Biochem Biophys Rep. 2018 Dec 26;17:114-121. doi: 10.1016/j.bbrep.2018.12.007. eCollection 2019 Mar.
During inflammation, the covalent linking of the ubiquitous extracellular polysaccharide hyaluronan (HA) with the heavy chains (HC) of the serum protein inter alpha inhibitor (IαI) is exclusively mediated by the enzyme tumor necrosis factor α (TNFα)-stimulated-gene-6 (TSG-6). While significant advances have been made regarding how HC-modified HA (HC-HA) is an important regulator of inflammation, it remains unclear why HC-HA plays a critical role in promoting survival in intraperitoneal lipopolysaccharide (LPS)-induced endotoxemia while exerting only a modest role in the outcomes following intratracheal exposure to LPS. To address this gap, the two models of intraperitoneal LPS-induced endotoxic shock and intratracheal LPS-induced acute lung injury were directly compared in knockout mice and littermate controls. HC-HA formation, endogenous TSG-6 activity, and inflammatory markers were assessed in plasma and lung tissue. knockout mice exhibited accelerated mortality during endotoxic shock. While both intraperitoneal and intratracheal LPS induced HC-HA formation in lung parenchyma, only systemically-induced endotoxemia increased plasma TSG-6 levels and intravascular HC-HA formation. Cultured human lung microvascular endothelial cells secreted TSG-6 in response to both TNFα and IL1β stimulation, indicating that, in addition to inflammatory cells, the endothelium may secrete TSG-6 into circulation during systemic inflammation. These data show for the first time that LPS-induced systemic inflammation is uniquely characterized by significant vascular induction of TSG-6 and HC-HA, which may contribute to improved outcomes of endotoxemia.

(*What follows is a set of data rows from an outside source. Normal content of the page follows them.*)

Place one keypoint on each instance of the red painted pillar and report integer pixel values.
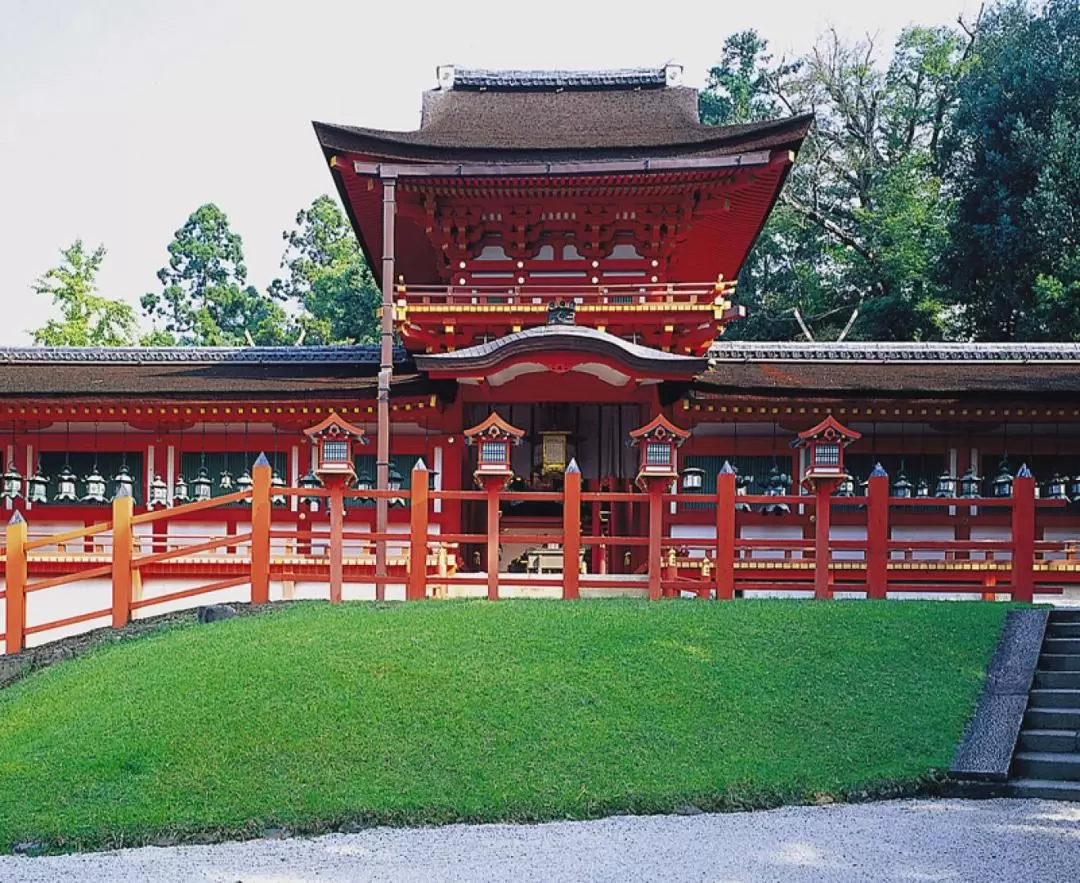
(656, 533)
(336, 505)
(121, 560)
(726, 533)
(493, 539)
(823, 513)
(418, 533)
(1023, 537)
(877, 533)
(571, 531)
(15, 579)
(260, 530)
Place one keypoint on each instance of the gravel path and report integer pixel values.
(915, 840)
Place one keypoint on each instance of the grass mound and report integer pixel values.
(312, 716)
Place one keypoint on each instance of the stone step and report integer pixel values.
(1054, 698)
(1064, 630)
(1047, 764)
(1044, 789)
(1057, 680)
(1060, 662)
(1052, 719)
(1049, 741)
(1061, 646)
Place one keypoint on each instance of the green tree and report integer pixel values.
(327, 280)
(854, 243)
(1014, 263)
(86, 317)
(205, 299)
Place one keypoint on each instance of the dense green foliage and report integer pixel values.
(86, 318)
(327, 279)
(427, 712)
(205, 298)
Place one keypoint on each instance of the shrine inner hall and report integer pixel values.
(557, 253)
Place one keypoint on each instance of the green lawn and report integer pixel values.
(311, 716)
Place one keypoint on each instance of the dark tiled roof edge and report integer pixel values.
(477, 78)
(364, 354)
(750, 351)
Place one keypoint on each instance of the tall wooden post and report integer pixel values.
(493, 537)
(877, 533)
(336, 485)
(656, 533)
(822, 553)
(122, 511)
(1023, 537)
(726, 533)
(15, 592)
(260, 530)
(418, 533)
(571, 531)
(386, 370)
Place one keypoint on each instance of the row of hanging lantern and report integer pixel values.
(95, 485)
(968, 486)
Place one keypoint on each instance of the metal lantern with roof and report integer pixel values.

在炎症过程中,普遍存在的细胞外多糖透明质酸(HA)与血清蛋白间α抑制剂(IαI)的重链(HC)的共价连接仅由肿瘤坏死因子α(TNFα)刺激基因6(TSG - 6)酶介导。虽然在HC修饰的HA(HC - HA)如何成为炎症的重要调节因子方面已经取得了重大进展,但尚不清楚为什么HC - HA在促进腹腔内脂多糖(LPS)诱导的内毒素血症中的存活中起关键作用,而在气管内暴露于LPS后的结果中仅起适度作用。为了填补这一空白,在基因敲除小鼠和同窝对照中直接比较了腹腔内LPS诱导的内毒素休克和气管内LPS诱导的急性肺损伤这两种模型。评估了血浆和肺组织中的HC - HA形成、内源性TSG - 6活性和炎症标志物。基因敲除小鼠在内毒素休克期间表现出加速死亡。虽然腹腔内和气管内LPS均诱导肺实质中HC - HA的形成,但只有全身诱导的内毒素血症会增加血浆TSG - 6水平和血管内HC - HA的形成。培养的人肺微血管内皮细胞响应TNFα和IL1β刺激分泌TSG - 6,这表明,除了炎症细胞外,内皮细胞可能在全身炎症期间将TSG - 6分泌到循环中。这些数据首次表明,LPS诱导的全身炎症的独特特征是TSG - 6和HC - HA的显著血管诱导,这可能有助于改善内毒素血症的结果。